Não escaparam aos mongóis, que nos séculos XIII-XIV conquistaram o maior império de que há memória. Mas com o fim da Orda Dourada ficaram entregues a si próprios. Converteram-se ao budismo, originário do norte da Índia, e criaram a sua própria adaptação, o Vajnaraimo, ou Gelug, cujo mestre espiritual, o Dalai Lama, foi instituido em 1447. Seguindo o princípio da reincarnação, os dalai lama seguintes passaram a ser escolhidos segundo um complexo sistema de sinais que indicam que uma criança é a volta à Terra do mestre anterior. O actual, Tenzin Gyatso (https://pt.wikipedia.org/wiki/Tenzin_Gyatso), nascido em 1935, é o décimo quarto.

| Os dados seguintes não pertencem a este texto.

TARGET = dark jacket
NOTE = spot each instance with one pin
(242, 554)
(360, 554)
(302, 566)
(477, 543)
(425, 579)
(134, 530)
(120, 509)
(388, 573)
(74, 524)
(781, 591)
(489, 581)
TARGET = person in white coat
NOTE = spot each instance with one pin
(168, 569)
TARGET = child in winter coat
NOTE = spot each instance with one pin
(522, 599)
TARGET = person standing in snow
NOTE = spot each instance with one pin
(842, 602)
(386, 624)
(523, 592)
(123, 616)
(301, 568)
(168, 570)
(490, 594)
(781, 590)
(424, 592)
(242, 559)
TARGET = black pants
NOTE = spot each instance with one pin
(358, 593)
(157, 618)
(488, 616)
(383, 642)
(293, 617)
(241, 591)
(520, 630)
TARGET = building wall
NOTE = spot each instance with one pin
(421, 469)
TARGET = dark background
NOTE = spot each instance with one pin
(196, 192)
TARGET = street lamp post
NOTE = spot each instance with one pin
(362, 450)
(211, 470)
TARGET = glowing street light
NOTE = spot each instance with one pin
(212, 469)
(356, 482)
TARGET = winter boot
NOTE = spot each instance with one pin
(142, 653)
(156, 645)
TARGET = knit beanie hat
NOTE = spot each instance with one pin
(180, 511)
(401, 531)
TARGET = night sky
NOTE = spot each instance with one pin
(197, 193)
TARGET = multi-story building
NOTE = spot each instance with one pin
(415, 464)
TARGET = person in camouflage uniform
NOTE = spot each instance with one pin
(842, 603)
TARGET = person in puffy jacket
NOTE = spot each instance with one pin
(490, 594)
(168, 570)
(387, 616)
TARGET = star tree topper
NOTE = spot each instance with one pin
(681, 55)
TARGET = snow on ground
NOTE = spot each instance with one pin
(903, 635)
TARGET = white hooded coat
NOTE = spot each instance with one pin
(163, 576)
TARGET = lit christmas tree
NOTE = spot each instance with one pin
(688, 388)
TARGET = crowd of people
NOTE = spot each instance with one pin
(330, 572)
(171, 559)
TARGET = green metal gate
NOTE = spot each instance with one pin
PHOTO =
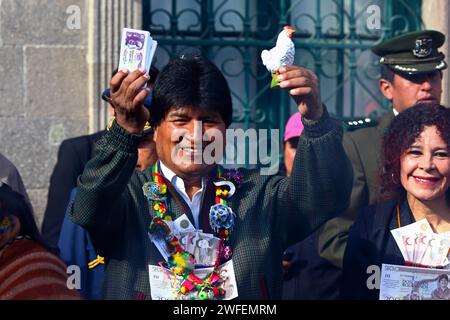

O budismo, que tem basicamente três correntes não contraditórias, é actualmente seguido por cerva de 400 milhões de crentes espalhados pelo mundo. Para se ter uma ideia, há cerca de quatro milhões nos Estados Unidos da América, um milhão e trezentos mil na Europa e 420 mil na América do Sul. O Tibete tem 6,7 milhões de habitantes, mas actualmente 12% da população é chinesa, como veremos adiante.
Então, em 1950 a China invadiu o Tibete, a conquista fácil de um país que não tinha forças armadas nem qualquer tipo de defesa. A razão apresentada pelo Partido Comunista Chinês foi a “libertação” de uma população presa a uma religião primitiva e com níveis de vida medievais.
Os tibetanos não gostaram e, mesmo que só munidos de paus e pedras, revoltaram-se contra o Exército Popular. Os chineses trucidaram 1,2 milhões - um em cada seis. Destruiram ou fecharam os mosteiros, tornaram a religião ilegal, começaram a enviar para a região milhões dos seus e tornaram o currículo escolar e o idioma chinês obrigatórios.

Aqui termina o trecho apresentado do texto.